Henri DeLattre (French/American, 1801-1876)
HORACE TERRY’S SPOTTED ARABIAN
Oil on canvas, 22” x 27”
Signed, dated 1852
$10,000. – 15,000.
Henri DeLattre appears to have painted two versions of Terry’s Spotted Arabian: the present example, depicting the stallion in an extensive landscape, and another in which the horse, in an identical pose, is placed in his box stall.
The sire of this purebred Arabian was said to have been either imported Bussorah or imported Amurath, who were both in the New York City area between 1825 and 1832; there is no information regarding his dam. Horace Terry, a cattle dealer and drover who lived at Waterville in Oneida County, New York, bought the colt while on a trip to New York City. Terry’s Spotted Arabian is famous as the sire of Madam Temple (foaled in 1836), the dam of Flora Temple (foaled in 1840), one of the greatest trotting mares in history.

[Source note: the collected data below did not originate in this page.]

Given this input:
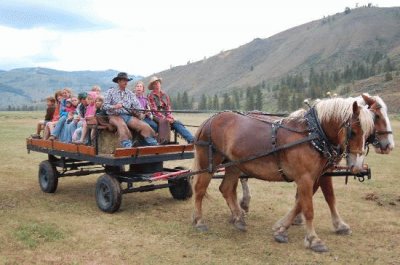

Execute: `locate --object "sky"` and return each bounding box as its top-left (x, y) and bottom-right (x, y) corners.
top-left (0, 0), bottom-right (399, 76)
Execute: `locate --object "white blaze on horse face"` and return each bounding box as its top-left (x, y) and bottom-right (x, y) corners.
top-left (347, 153), bottom-right (365, 174)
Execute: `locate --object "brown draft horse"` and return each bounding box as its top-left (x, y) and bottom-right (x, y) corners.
top-left (192, 98), bottom-right (374, 252)
top-left (240, 94), bottom-right (395, 236)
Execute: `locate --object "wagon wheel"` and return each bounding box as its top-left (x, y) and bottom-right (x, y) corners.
top-left (38, 160), bottom-right (59, 193)
top-left (168, 167), bottom-right (193, 200)
top-left (95, 174), bottom-right (122, 213)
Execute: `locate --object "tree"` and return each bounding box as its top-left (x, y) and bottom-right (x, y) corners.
top-left (255, 88), bottom-right (263, 110)
top-left (182, 91), bottom-right (190, 109)
top-left (233, 90), bottom-right (240, 110)
top-left (344, 7), bottom-right (351, 14)
top-left (212, 94), bottom-right (220, 110)
top-left (245, 88), bottom-right (255, 111)
top-left (222, 93), bottom-right (232, 110)
top-left (385, 72), bottom-right (393, 82)
top-left (199, 94), bottom-right (207, 110)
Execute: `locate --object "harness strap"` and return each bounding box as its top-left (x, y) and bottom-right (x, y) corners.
top-left (271, 120), bottom-right (293, 182)
top-left (181, 134), bottom-right (319, 181)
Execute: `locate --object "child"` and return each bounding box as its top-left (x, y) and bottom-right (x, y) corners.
top-left (31, 96), bottom-right (56, 139)
top-left (73, 92), bottom-right (96, 144)
top-left (44, 90), bottom-right (63, 139)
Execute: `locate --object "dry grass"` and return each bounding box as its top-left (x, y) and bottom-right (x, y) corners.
top-left (0, 111), bottom-right (399, 265)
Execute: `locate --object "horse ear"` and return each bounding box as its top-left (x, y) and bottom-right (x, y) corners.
top-left (361, 93), bottom-right (375, 107)
top-left (352, 101), bottom-right (360, 116)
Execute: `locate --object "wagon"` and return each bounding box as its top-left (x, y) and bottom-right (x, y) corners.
top-left (27, 128), bottom-right (196, 213)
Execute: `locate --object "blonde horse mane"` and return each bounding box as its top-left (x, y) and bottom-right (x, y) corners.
top-left (315, 98), bottom-right (374, 136)
top-left (287, 97), bottom-right (374, 136)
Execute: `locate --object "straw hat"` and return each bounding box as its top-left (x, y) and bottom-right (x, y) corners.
top-left (112, 72), bottom-right (133, 83)
top-left (148, 76), bottom-right (162, 90)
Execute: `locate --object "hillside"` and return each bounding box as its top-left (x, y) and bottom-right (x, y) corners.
top-left (144, 7), bottom-right (400, 99)
top-left (0, 68), bottom-right (142, 109)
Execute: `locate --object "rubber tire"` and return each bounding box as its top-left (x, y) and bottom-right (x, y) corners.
top-left (95, 174), bottom-right (122, 213)
top-left (168, 167), bottom-right (193, 200)
top-left (38, 160), bottom-right (58, 193)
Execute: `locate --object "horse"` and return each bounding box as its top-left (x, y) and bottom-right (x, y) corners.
top-left (239, 94), bottom-right (395, 236)
top-left (191, 97), bottom-right (375, 252)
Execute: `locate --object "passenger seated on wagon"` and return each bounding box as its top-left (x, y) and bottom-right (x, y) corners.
top-left (44, 90), bottom-right (65, 139)
top-left (47, 88), bottom-right (74, 141)
top-left (103, 72), bottom-right (158, 148)
top-left (31, 96), bottom-right (56, 139)
top-left (73, 91), bottom-right (97, 144)
top-left (148, 76), bottom-right (194, 144)
top-left (134, 80), bottom-right (158, 132)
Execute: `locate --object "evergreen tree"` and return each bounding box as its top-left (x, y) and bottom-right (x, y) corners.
top-left (182, 91), bottom-right (190, 109)
top-left (222, 93), bottom-right (232, 110)
top-left (233, 90), bottom-right (240, 110)
top-left (175, 92), bottom-right (182, 109)
top-left (255, 88), bottom-right (263, 110)
top-left (212, 94), bottom-right (220, 110)
top-left (245, 88), bottom-right (255, 111)
top-left (199, 94), bottom-right (207, 110)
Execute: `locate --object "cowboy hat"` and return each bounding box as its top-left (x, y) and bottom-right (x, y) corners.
top-left (112, 72), bottom-right (133, 83)
top-left (148, 76), bottom-right (162, 90)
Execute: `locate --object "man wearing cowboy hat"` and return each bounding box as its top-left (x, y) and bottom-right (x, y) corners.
top-left (148, 76), bottom-right (194, 143)
top-left (103, 72), bottom-right (157, 147)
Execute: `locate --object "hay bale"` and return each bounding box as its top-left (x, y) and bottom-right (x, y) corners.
top-left (98, 130), bottom-right (120, 154)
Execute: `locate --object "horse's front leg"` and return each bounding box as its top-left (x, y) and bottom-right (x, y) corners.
top-left (320, 176), bottom-right (351, 235)
top-left (239, 178), bottom-right (251, 213)
top-left (298, 176), bottom-right (329, 252)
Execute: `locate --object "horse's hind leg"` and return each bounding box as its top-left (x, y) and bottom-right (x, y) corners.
top-left (239, 178), bottom-right (251, 213)
top-left (192, 172), bottom-right (213, 232)
top-left (219, 166), bottom-right (246, 231)
top-left (320, 176), bottom-right (351, 235)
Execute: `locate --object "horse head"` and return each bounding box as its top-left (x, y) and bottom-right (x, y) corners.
top-left (344, 102), bottom-right (374, 174)
top-left (315, 99), bottom-right (374, 174)
top-left (361, 93), bottom-right (395, 154)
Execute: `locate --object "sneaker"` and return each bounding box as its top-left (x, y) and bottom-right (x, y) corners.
top-left (31, 134), bottom-right (41, 139)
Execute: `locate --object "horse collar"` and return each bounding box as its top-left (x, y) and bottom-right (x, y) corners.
top-left (305, 107), bottom-right (343, 163)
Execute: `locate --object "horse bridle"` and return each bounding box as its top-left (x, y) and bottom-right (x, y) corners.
top-left (366, 103), bottom-right (393, 148)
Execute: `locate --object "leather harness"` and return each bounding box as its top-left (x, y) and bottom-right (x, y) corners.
top-left (193, 108), bottom-right (351, 182)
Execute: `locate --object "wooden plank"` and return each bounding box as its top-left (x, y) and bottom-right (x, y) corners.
top-left (53, 141), bottom-right (78, 153)
top-left (114, 144), bottom-right (194, 157)
top-left (78, 145), bottom-right (96, 156)
top-left (31, 139), bottom-right (53, 149)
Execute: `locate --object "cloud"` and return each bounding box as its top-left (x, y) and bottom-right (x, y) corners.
top-left (0, 1), bottom-right (113, 31)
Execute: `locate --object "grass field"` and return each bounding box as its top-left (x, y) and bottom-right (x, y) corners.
top-left (0, 111), bottom-right (399, 265)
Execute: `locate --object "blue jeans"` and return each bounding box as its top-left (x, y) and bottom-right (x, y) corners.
top-left (51, 115), bottom-right (67, 138)
top-left (120, 114), bottom-right (133, 124)
top-left (171, 120), bottom-right (194, 143)
top-left (144, 117), bottom-right (158, 132)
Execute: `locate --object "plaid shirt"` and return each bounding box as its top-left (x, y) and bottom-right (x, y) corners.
top-left (148, 90), bottom-right (173, 119)
top-left (103, 87), bottom-right (141, 115)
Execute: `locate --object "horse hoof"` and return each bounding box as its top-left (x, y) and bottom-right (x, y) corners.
top-left (233, 220), bottom-right (247, 232)
top-left (274, 232), bottom-right (288, 243)
top-left (292, 214), bottom-right (304, 226)
top-left (310, 243), bottom-right (329, 253)
top-left (335, 227), bottom-right (352, 235)
top-left (195, 224), bottom-right (209, 232)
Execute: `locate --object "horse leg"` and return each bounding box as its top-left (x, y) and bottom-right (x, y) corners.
top-left (298, 176), bottom-right (328, 252)
top-left (192, 172), bottom-right (213, 232)
top-left (219, 167), bottom-right (246, 231)
top-left (320, 176), bottom-right (351, 235)
top-left (272, 199), bottom-right (302, 243)
top-left (292, 178), bottom-right (321, 226)
top-left (239, 178), bottom-right (251, 213)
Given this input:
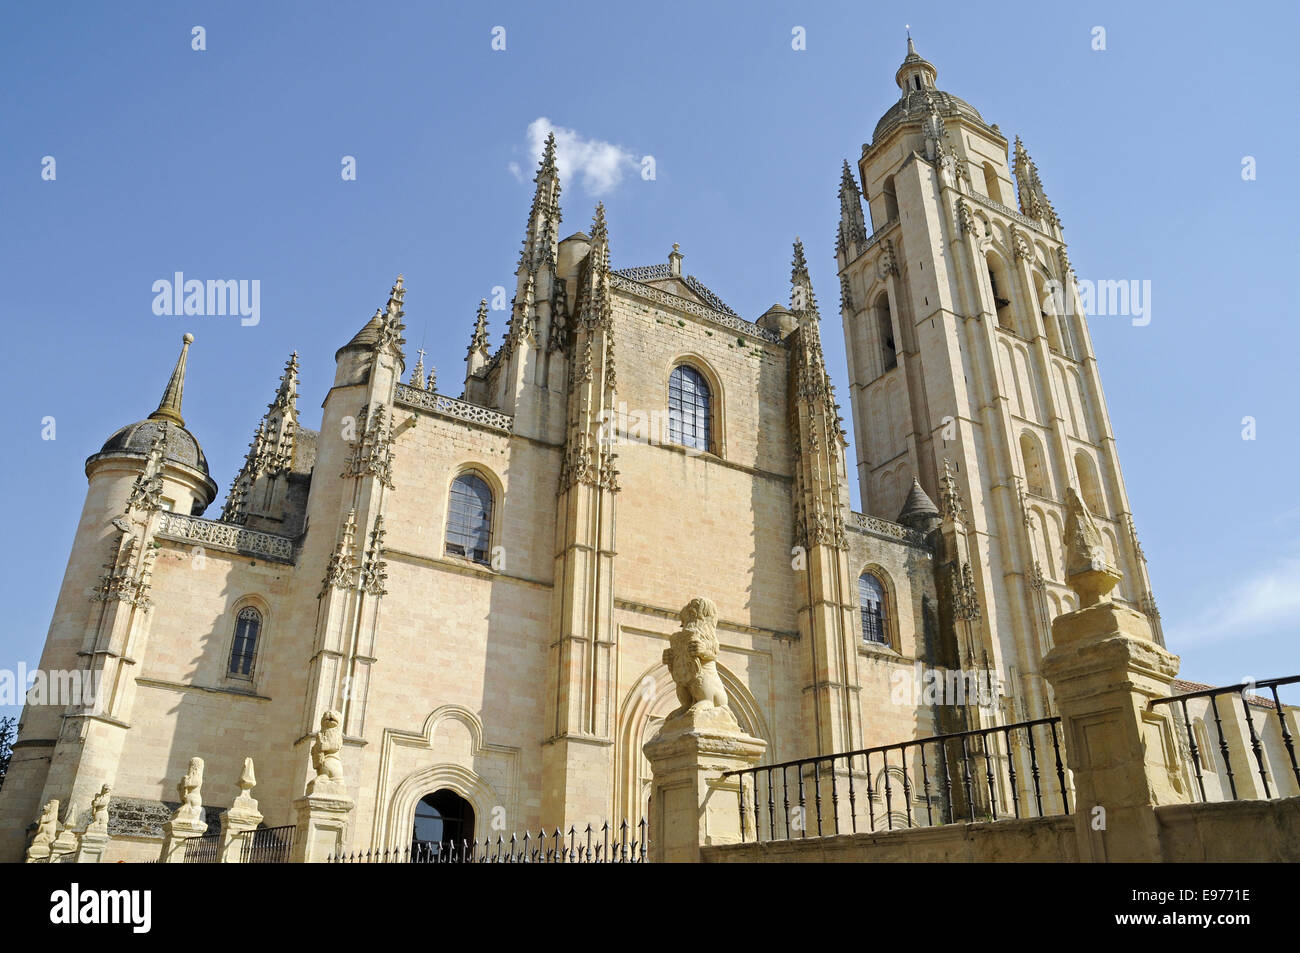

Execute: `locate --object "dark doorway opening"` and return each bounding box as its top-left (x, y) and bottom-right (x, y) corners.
top-left (413, 789), bottom-right (475, 858)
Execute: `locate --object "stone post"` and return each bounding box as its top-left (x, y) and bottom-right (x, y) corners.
top-left (219, 758), bottom-right (263, 863)
top-left (292, 710), bottom-right (355, 862)
top-left (1040, 489), bottom-right (1190, 862)
top-left (643, 708), bottom-right (766, 862)
top-left (642, 598), bottom-right (768, 863)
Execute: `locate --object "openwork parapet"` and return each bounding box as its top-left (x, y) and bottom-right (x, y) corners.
top-left (394, 384), bottom-right (514, 434)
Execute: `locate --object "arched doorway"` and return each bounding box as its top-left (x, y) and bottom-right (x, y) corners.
top-left (413, 789), bottom-right (475, 858)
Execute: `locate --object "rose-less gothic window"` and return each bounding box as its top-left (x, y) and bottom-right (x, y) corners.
top-left (668, 364), bottom-right (711, 453)
top-left (859, 573), bottom-right (890, 645)
top-left (228, 606), bottom-right (262, 677)
top-left (445, 473), bottom-right (493, 564)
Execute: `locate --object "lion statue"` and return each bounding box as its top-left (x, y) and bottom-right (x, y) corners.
top-left (662, 597), bottom-right (730, 719)
top-left (175, 757), bottom-right (204, 823)
top-left (32, 800), bottom-right (59, 850)
top-left (308, 709), bottom-right (345, 794)
top-left (89, 784), bottom-right (112, 834)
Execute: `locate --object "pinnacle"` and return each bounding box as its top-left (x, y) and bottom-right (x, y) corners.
top-left (148, 333), bottom-right (194, 428)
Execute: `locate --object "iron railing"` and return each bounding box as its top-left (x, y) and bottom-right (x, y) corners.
top-left (328, 820), bottom-right (647, 863)
top-left (182, 832), bottom-right (221, 863)
top-left (1149, 675), bottom-right (1300, 803)
top-left (725, 717), bottom-right (1071, 843)
top-left (240, 824), bottom-right (295, 864)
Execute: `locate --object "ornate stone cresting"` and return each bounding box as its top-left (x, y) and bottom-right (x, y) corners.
top-left (1063, 486), bottom-right (1122, 607)
top-left (307, 709), bottom-right (346, 797)
top-left (394, 384), bottom-right (514, 433)
top-left (156, 511), bottom-right (295, 563)
top-left (662, 597), bottom-right (733, 726)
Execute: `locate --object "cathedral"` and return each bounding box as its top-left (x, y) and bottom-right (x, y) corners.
top-left (0, 40), bottom-right (1164, 861)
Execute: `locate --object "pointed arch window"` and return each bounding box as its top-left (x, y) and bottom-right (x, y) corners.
top-left (859, 573), bottom-right (890, 645)
top-left (228, 606), bottom-right (262, 677)
top-left (445, 472), bottom-right (493, 565)
top-left (668, 364), bottom-right (712, 453)
top-left (875, 296), bottom-right (897, 372)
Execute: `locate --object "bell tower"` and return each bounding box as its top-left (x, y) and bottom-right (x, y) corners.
top-left (836, 39), bottom-right (1162, 725)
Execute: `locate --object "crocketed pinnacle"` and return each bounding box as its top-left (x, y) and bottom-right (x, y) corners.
top-left (149, 333), bottom-right (194, 427)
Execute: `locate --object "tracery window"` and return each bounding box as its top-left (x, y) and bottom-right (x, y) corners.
top-left (445, 472), bottom-right (493, 564)
top-left (668, 364), bottom-right (712, 453)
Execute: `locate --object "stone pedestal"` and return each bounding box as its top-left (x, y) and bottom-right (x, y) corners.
top-left (292, 793), bottom-right (354, 863)
top-left (1042, 600), bottom-right (1189, 862)
top-left (160, 817), bottom-right (208, 863)
top-left (643, 707), bottom-right (766, 863)
top-left (76, 831), bottom-right (110, 863)
top-left (24, 843), bottom-right (51, 864)
top-left (49, 829), bottom-right (79, 864)
top-left (220, 801), bottom-right (263, 863)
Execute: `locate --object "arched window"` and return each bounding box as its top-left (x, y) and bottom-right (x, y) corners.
top-left (1034, 274), bottom-right (1065, 354)
top-left (982, 162), bottom-right (1003, 204)
top-left (882, 175), bottom-right (899, 222)
top-left (228, 606), bottom-right (261, 677)
top-left (413, 789), bottom-right (475, 858)
top-left (1075, 451), bottom-right (1106, 516)
top-left (875, 296), bottom-right (897, 372)
top-left (859, 573), bottom-right (890, 645)
top-left (445, 472), bottom-right (493, 564)
top-left (987, 254), bottom-right (1015, 331)
top-left (668, 364), bottom-right (712, 453)
top-left (1020, 433), bottom-right (1048, 496)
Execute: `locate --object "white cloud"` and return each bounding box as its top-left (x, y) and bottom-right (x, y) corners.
top-left (1171, 554), bottom-right (1300, 646)
top-left (513, 117), bottom-right (637, 196)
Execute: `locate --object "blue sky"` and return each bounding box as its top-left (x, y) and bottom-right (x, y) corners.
top-left (2, 0), bottom-right (1296, 722)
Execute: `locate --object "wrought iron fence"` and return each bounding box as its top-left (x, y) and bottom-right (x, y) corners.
top-left (724, 717), bottom-right (1072, 843)
top-left (240, 824), bottom-right (295, 863)
top-left (182, 832), bottom-right (221, 863)
top-left (1149, 675), bottom-right (1300, 803)
top-left (328, 819), bottom-right (647, 863)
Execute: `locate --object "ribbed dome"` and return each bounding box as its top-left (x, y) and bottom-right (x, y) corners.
top-left (98, 418), bottom-right (210, 475)
top-left (873, 87), bottom-right (987, 145)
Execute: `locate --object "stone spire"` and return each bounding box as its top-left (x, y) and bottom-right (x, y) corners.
top-left (469, 299), bottom-right (490, 354)
top-left (837, 161), bottom-right (867, 260)
top-left (1013, 136), bottom-right (1059, 228)
top-left (409, 348), bottom-right (426, 388)
top-left (149, 333), bottom-right (194, 427)
top-left (896, 478), bottom-right (941, 534)
top-left (220, 351), bottom-right (300, 524)
top-left (790, 238), bottom-right (819, 316)
top-left (518, 132), bottom-right (563, 280)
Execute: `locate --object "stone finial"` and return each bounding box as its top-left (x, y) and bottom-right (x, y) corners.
top-left (149, 333), bottom-right (194, 427)
top-left (228, 756), bottom-right (262, 823)
top-left (1064, 486), bottom-right (1122, 607)
top-left (668, 242), bottom-right (683, 276)
top-left (174, 756), bottom-right (205, 824)
top-left (307, 709), bottom-right (347, 797)
top-left (239, 757), bottom-right (256, 795)
top-left (409, 348), bottom-right (426, 388)
top-left (88, 784), bottom-right (112, 834)
top-left (661, 598), bottom-right (735, 729)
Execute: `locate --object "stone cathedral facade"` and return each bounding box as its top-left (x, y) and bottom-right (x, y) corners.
top-left (0, 41), bottom-right (1163, 861)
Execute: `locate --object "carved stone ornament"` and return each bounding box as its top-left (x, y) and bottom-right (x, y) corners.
top-left (1063, 486), bottom-right (1122, 607)
top-left (661, 598), bottom-right (735, 727)
top-left (174, 757), bottom-right (205, 824)
top-left (307, 709), bottom-right (347, 797)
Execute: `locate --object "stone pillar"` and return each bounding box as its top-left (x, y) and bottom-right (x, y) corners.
top-left (643, 707), bottom-right (766, 863)
top-left (1040, 488), bottom-right (1189, 862)
top-left (49, 826), bottom-right (79, 863)
top-left (219, 758), bottom-right (263, 863)
top-left (76, 831), bottom-right (109, 863)
top-left (292, 794), bottom-right (354, 863)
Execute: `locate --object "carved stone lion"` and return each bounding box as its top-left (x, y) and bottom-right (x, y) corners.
top-left (88, 784), bottom-right (112, 834)
top-left (175, 757), bottom-right (204, 823)
top-left (662, 597), bottom-right (730, 719)
top-left (308, 709), bottom-right (345, 795)
top-left (32, 799), bottom-right (59, 850)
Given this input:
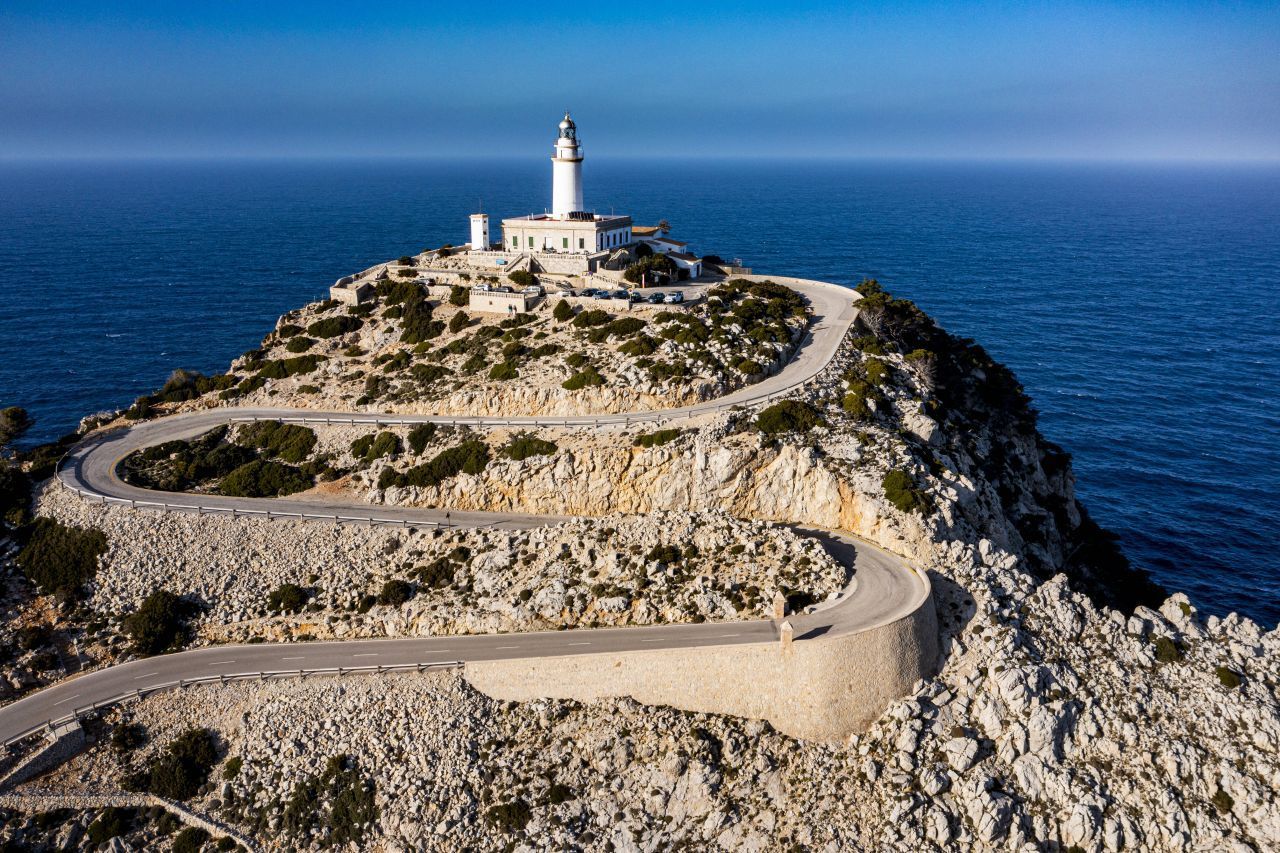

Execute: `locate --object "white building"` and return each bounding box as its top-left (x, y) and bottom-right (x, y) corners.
top-left (498, 113), bottom-right (633, 256)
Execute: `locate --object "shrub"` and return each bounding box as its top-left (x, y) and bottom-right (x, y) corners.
top-left (564, 352), bottom-right (590, 369)
top-left (529, 343), bottom-right (561, 359)
top-left (172, 827), bottom-right (211, 853)
top-left (735, 358), bottom-right (763, 375)
top-left (489, 361), bottom-right (520, 381)
top-left (297, 384), bottom-right (320, 394)
top-left (1216, 666), bottom-right (1242, 688)
top-left (223, 756), bottom-right (243, 779)
top-left (276, 323), bottom-right (305, 339)
top-left (1211, 787), bottom-right (1234, 814)
top-left (586, 317), bottom-right (647, 343)
top-left (111, 722), bottom-right (147, 754)
top-left (851, 334), bottom-right (885, 355)
top-left (236, 421), bottom-right (316, 463)
top-left (501, 433), bottom-right (558, 461)
top-left (256, 354), bottom-right (326, 379)
top-left (623, 253), bottom-right (675, 284)
top-left (461, 352), bottom-right (488, 374)
top-left (307, 315), bottom-right (362, 338)
top-left (87, 808), bottom-right (136, 845)
top-left (219, 460), bottom-right (311, 498)
top-left (449, 285), bottom-right (469, 306)
top-left (646, 544), bottom-right (682, 564)
top-left (634, 429), bottom-right (681, 448)
top-left (351, 431), bottom-right (401, 462)
top-left (377, 579), bottom-right (415, 606)
top-left (16, 518), bottom-right (107, 600)
top-left (1152, 635), bottom-right (1183, 663)
top-left (407, 423), bottom-right (438, 454)
top-left (508, 269), bottom-right (535, 287)
top-left (267, 583), bottom-right (309, 613)
top-left (284, 336), bottom-right (315, 353)
top-left (864, 357), bottom-right (889, 386)
top-left (415, 557), bottom-right (455, 588)
top-left (572, 309), bottom-right (611, 328)
top-left (382, 441), bottom-right (490, 489)
top-left (843, 378), bottom-right (877, 420)
top-left (882, 470), bottom-right (928, 515)
top-left (449, 311), bottom-right (470, 333)
top-left (563, 366), bottom-right (605, 390)
top-left (618, 335), bottom-right (658, 357)
top-left (126, 728), bottom-right (219, 801)
top-left (123, 589), bottom-right (197, 655)
top-left (553, 299), bottom-right (574, 322)
top-left (754, 400), bottom-right (824, 435)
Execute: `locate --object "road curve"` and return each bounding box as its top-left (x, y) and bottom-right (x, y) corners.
top-left (1, 275), bottom-right (933, 748)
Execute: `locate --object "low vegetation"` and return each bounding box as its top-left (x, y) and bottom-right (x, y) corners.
top-left (122, 727), bottom-right (220, 801)
top-left (16, 517), bottom-right (108, 600)
top-left (755, 400), bottom-right (824, 435)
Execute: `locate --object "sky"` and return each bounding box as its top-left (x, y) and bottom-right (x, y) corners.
top-left (1, 1), bottom-right (1278, 161)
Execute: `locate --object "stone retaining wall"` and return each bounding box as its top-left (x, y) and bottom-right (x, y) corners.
top-left (466, 584), bottom-right (937, 743)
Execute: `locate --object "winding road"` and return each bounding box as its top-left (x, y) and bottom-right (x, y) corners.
top-left (0, 276), bottom-right (932, 749)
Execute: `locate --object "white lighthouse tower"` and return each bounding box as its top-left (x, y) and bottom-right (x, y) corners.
top-left (551, 111), bottom-right (584, 217)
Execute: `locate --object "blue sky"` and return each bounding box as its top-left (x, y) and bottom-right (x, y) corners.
top-left (2, 1), bottom-right (1277, 160)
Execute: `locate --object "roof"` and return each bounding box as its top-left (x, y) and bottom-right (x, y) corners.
top-left (652, 237), bottom-right (687, 247)
top-left (632, 226), bottom-right (662, 236)
top-left (668, 252), bottom-right (700, 262)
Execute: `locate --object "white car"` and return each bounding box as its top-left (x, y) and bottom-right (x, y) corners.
top-left (663, 291), bottom-right (685, 304)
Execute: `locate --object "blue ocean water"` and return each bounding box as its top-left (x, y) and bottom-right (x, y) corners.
top-left (1, 160), bottom-right (1277, 624)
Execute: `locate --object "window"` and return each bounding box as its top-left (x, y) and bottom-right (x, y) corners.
top-left (511, 236), bottom-right (518, 248)
top-left (528, 236), bottom-right (534, 248)
top-left (578, 238), bottom-right (584, 249)
top-left (562, 237), bottom-right (568, 249)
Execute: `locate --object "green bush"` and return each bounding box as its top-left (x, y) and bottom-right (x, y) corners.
top-left (618, 335), bottom-right (658, 357)
top-left (882, 470), bottom-right (929, 515)
top-left (407, 423), bottom-right (438, 454)
top-left (111, 722), bottom-right (147, 753)
top-left (461, 352), bottom-right (488, 374)
top-left (414, 557), bottom-right (456, 588)
top-left (449, 285), bottom-right (469, 306)
top-left (501, 433), bottom-right (558, 461)
top-left (256, 354), bottom-right (326, 380)
top-left (1216, 666), bottom-right (1242, 688)
top-left (267, 583), bottom-right (309, 613)
top-left (377, 579), bottom-right (415, 606)
top-left (284, 336), bottom-right (315, 353)
top-left (381, 441), bottom-right (490, 490)
top-left (172, 827), bottom-right (211, 853)
top-left (586, 317), bottom-right (647, 342)
top-left (223, 756), bottom-right (243, 779)
top-left (864, 357), bottom-right (889, 386)
top-left (351, 431), bottom-right (401, 462)
top-left (564, 352), bottom-right (590, 369)
top-left (236, 421), bottom-right (317, 463)
top-left (623, 253), bottom-right (675, 284)
top-left (754, 400), bottom-right (824, 435)
top-left (735, 358), bottom-right (763, 375)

As Alexander MacKay-Smith notes in his unpublished manuscript on DeLattre, the foaling date of Madam Temple in 1836 would make Terry’s Spotted Arabian about 20 years old in 1852. The February 18, 1857, issue of the Spirit of the Times included a letter to the editor written by James H. Tower of Waterville regarding Terry’s Spotted Arabian, describing the horse as, “a remarkably strong, restless, fast trotting horse, and is said to have been got by a full-blood Arabian stallion on Long Island. He was a great favorite in this section, and his stock for general use possesses probably more excellent qualities than that of any other horse ever known in this vicinity.”